# Probability Concepts with Real-World Examples

## Real-World Applications of Probability

### Autocorrect Systems
- **How it works**:
  - When you type "recieve", it suggests "receive"
  - Uses word frequency statistics (unigram/bigram probabilities)


### Spam Filters
- **How it works**:
  - Flags messages like "Win 1M!" as spam
  - Uses Bayesian probability to update beliefs


## Probability Terminology Explained

### Key Concepts with Email Examples

#### Random Experiment
- **Definition**: A process that produces an outcome
- **Email example**: Classifying an email as spam/ham
- **Other examples**: Rolling a die, flipping a coin

#### Trial
- **Definition**: One execution of a random experiment
- **Email example**: Processing one email message
- **Other examples**: One coin flip, one die roll

#### Outcome
- **Definition**: The result of a trial
- **Email example**: "spam" or "not spam" classification
- **Other examples**: "heads", "tails", die face number

#### Sample Space
- **Definition**: All possible outcomes
- **Email example**: All possible email texts and classifications
- **Notation**: S = {"spam", "not spam"}


### Corpus in Natural Language Processing

#### Definition
A **corpus** (plural: corpora) is a large, structured collection of texts used for linguistic analysis and training language models.

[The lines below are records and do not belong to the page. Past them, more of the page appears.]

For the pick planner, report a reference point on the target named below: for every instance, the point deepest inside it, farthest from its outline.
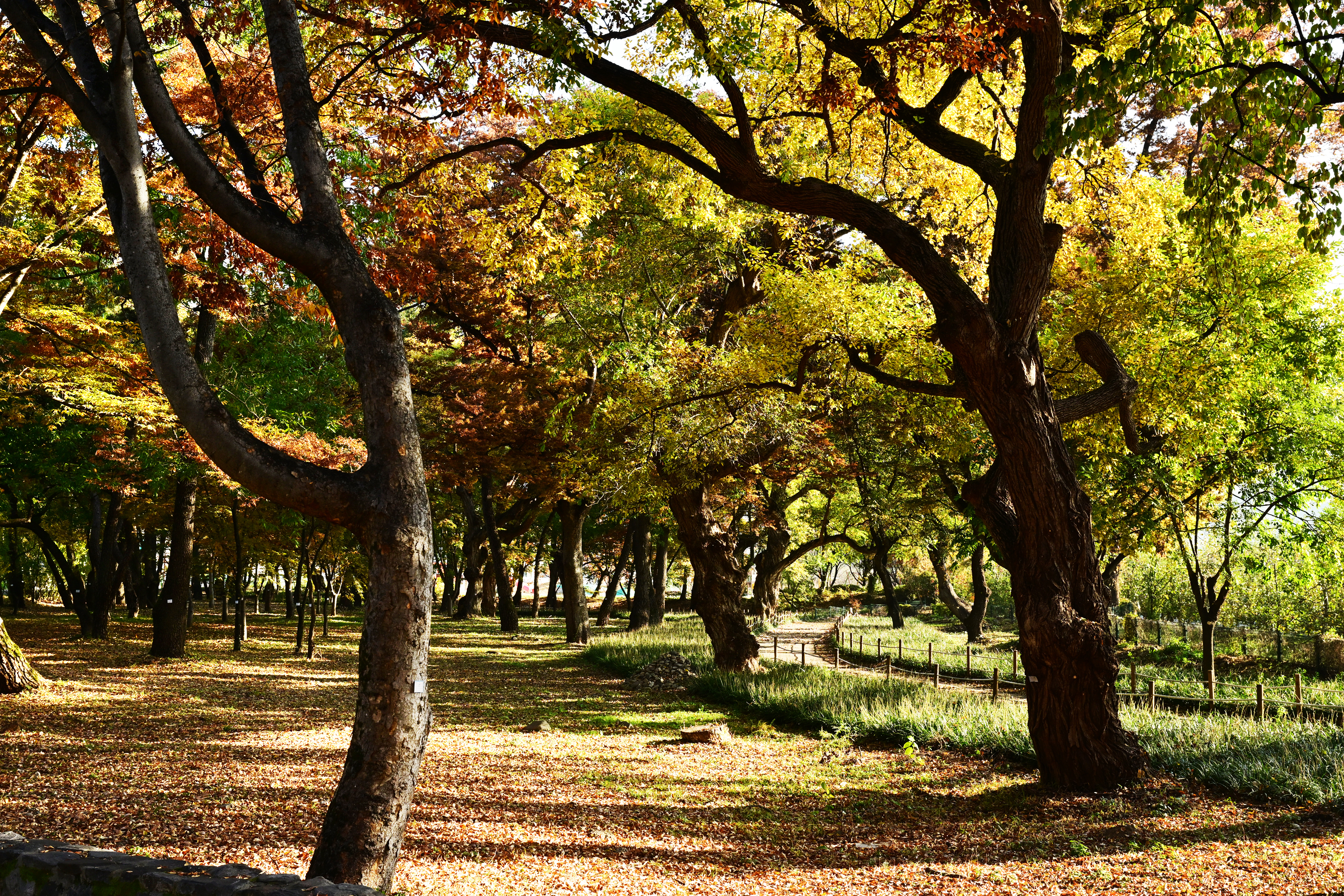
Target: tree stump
(715, 734)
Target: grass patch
(1281, 759)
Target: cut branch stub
(1117, 389)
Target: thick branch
(1116, 392)
(939, 390)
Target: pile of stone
(670, 672)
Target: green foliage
(1280, 759)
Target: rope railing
(1257, 703)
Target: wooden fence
(924, 663)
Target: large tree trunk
(572, 570)
(975, 620)
(240, 605)
(769, 563)
(17, 675)
(1042, 521)
(604, 613)
(170, 610)
(508, 613)
(1210, 594)
(643, 573)
(719, 581)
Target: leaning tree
(292, 210)
(992, 90)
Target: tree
(1030, 497)
(385, 503)
(17, 675)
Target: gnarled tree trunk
(572, 570)
(17, 675)
(719, 582)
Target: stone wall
(52, 868)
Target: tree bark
(240, 605)
(892, 593)
(572, 570)
(769, 563)
(1111, 579)
(150, 582)
(170, 610)
(659, 595)
(104, 573)
(1030, 500)
(508, 612)
(719, 582)
(643, 573)
(385, 501)
(474, 540)
(604, 613)
(17, 675)
(947, 590)
(980, 597)
(553, 583)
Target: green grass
(1280, 759)
(1175, 667)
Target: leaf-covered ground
(232, 757)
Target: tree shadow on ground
(228, 750)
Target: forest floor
(232, 757)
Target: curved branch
(1117, 388)
(937, 390)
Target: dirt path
(232, 757)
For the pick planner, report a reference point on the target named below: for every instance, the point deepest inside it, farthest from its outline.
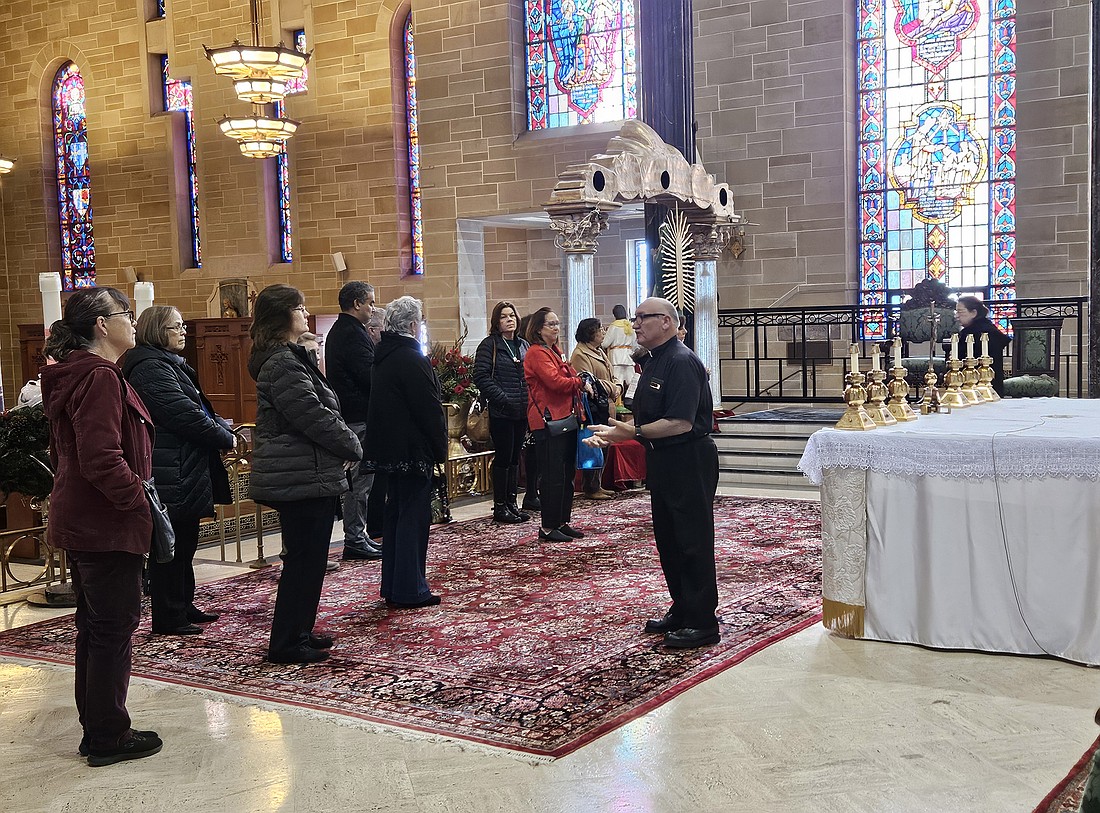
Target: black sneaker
(136, 746)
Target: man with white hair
(672, 418)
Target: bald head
(655, 322)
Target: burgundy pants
(108, 608)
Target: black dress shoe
(553, 536)
(431, 601)
(664, 624)
(186, 629)
(298, 655)
(83, 748)
(689, 637)
(135, 746)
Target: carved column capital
(579, 232)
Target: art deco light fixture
(260, 73)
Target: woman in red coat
(552, 387)
(101, 446)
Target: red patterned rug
(1066, 797)
(536, 648)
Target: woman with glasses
(303, 452)
(186, 460)
(552, 388)
(100, 446)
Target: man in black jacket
(349, 354)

# Exercise 1: Next-Word Prediction



## Build Your Own Predictor

### Challenge
Design an algorithm that predicts the next word given typing history.

**Example Input/Output:**
- Input: "I want to"
- Output:
  - "go" (45% probability)
  - "eat" (30% probability)
  - "sleep" (25% probability)

## Next-Word Prediction Pipeline

### Step-by-Step Process
1. **Analyze current phrase**  
   Example: "How are"

2. **Generate likely candidates**  
   Potential next words: "you", "doing", "we"

3. **Rank by conditional probability**  
   Calculate P(word | context) for each candidate


# Conceptual implementation
context = "How are"
candidates = ["you", "doing", "we"]

# Calculate probabilities

Probabilities

    "you": 0.72,    # P("you" | "How are")

    "doing": 0.18,   # P("doing" | "How are")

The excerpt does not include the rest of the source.